Parau Parau Tahiti, Sloan said, was organized, in part, to help the tour operators learn more about French Polynesia's many hidden islands, unique activities for travelers of all ages and small guesthouses, the owners of which can't afford to travel to the larger Pacific and international travel trade shows.

"A big chunk of what we are doing, a big objective, is to show the diversity that we have," Sloan said."Overwater bungalows were invented here 50 years ago. But now they're found everywhere in the world. … So what we have is awesome. But the reality is, what sets us apart is the other part of the experience."

During a panel discussion, tour operators talked about the need to educate travelers and agents about destinations beyond Bora Bora, which is known largely as a honeymoon and romance hot spot.

Tahiti, said Tara Lano, director of leisure marketing at Flight Centre USA, has hotel chains "that Americans are not familiar with, islands that Americans have never heard of."

Tour operators also emphasized the need for more product, especially when the low-cost carrier French Bee and United Airlines launch service from San Francisco later this year. French Bee's inaugural flight is May 11, and United is expected to start service in October. Currently, the only direct flights from the mainland are from Los Angeles on Air Tahiti Nui, which will take delivery of its first of four new Dreamliners this year.

To help meet new and growing demand, Sloan said Tahiti Tourisme is working to connect guesthouses with tour operators so they can more easily develop comprehensive packages that tap into the island's family-run inns, which range from rooms in private homes to small properties with four or five luxury beach bungalows, across Tahiti's far-flung islands.

Tahiti has 2,800 traditional hotel rooms and 1,400 guesthouse rooms, offering great opportunities for packages that Sloan said let travelers "totally mix and match," spending a few days on a remote island backpacking and experiencing a true slice of Polynesian life, then moving to one of the bigger luxury resorts for the iconic overwater experience and spas.

Mary Jeanine Cater, managing director of Tahiti.com, said she is excited about new opportunities for selling Tahiti, noting there is "huge, swelling demand for culturally rich experiences."

The island of Raiatea, for instance, is home to a new Unesco World Heritage Site, the sacred Taputapuatea marae from which Polynesians launched their expansion across the South Pacific some 1,000 years ago.

Although visitor numbers to Tahiti were up 8% last year (the fourth consecutive year of increases), conference delegates also noted that supply in Tahiti has been stagnant, and they talked about the competition from lower-cost destinations like the Maldives, which Sloan said now has two-thirds of the world's overwater bungalows.
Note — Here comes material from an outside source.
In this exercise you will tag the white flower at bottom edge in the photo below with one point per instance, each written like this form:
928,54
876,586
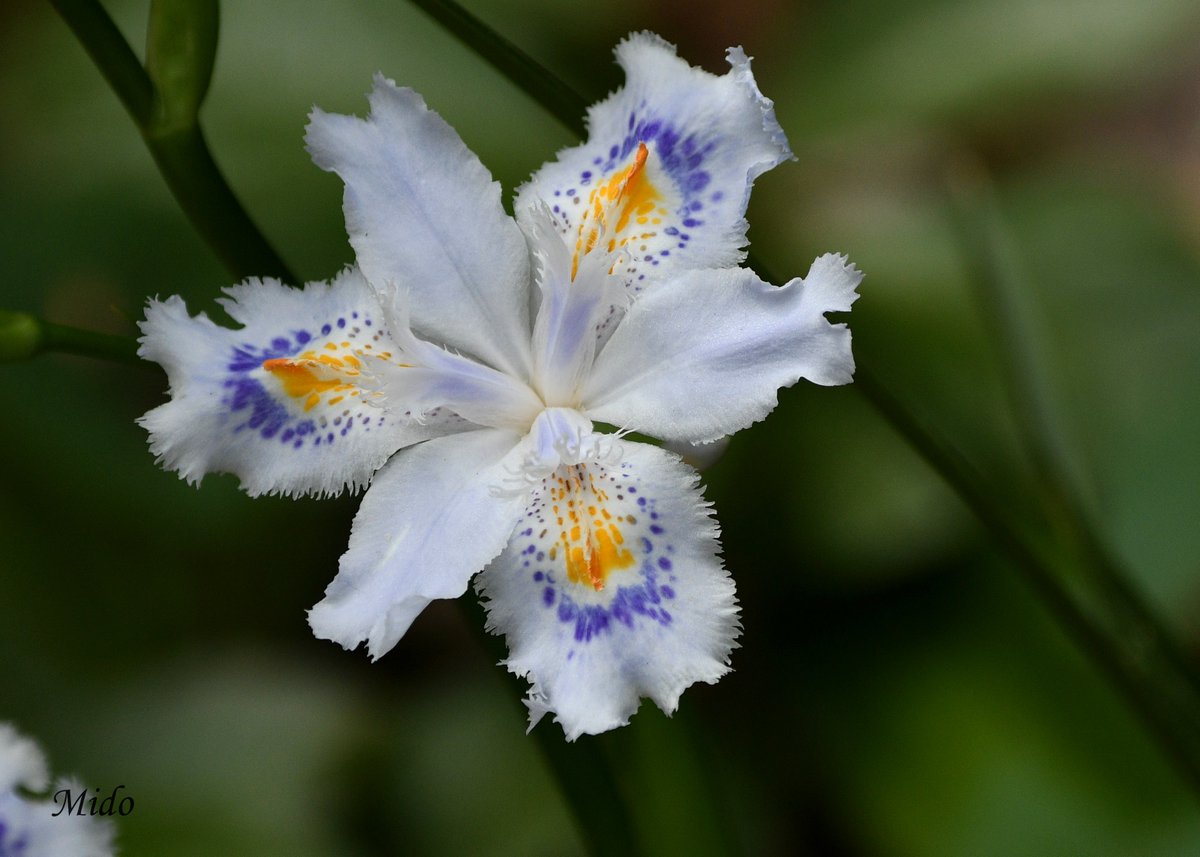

Destinations like Mexico and the Caribbean are also adding the once Tahiti-centric product, along with all-inclusive packages that many Americans like. The only all-inclusive product in Tahiti is at the Brando, one of the world's most exclusive destinations.

Guesthouses, Sloan said, offer a more authentic taste of Polynesian life at a lower price point that averages about $100 night.

Although popular with European travelers, the challenge, said Marta Visu, vice president of Pacific Holidays, is getting to know the product and which guesthouses meet American travelers' standards.

To help, Kristin Kemper, managing director of Tahiti Tourisme USA, said the group's new website has pages where guesthouses and activity operators can add information about their products. Tahiti Tourisme is also focusing public relations efforts on promoting guesthouses and products like sailing charters and dive shops.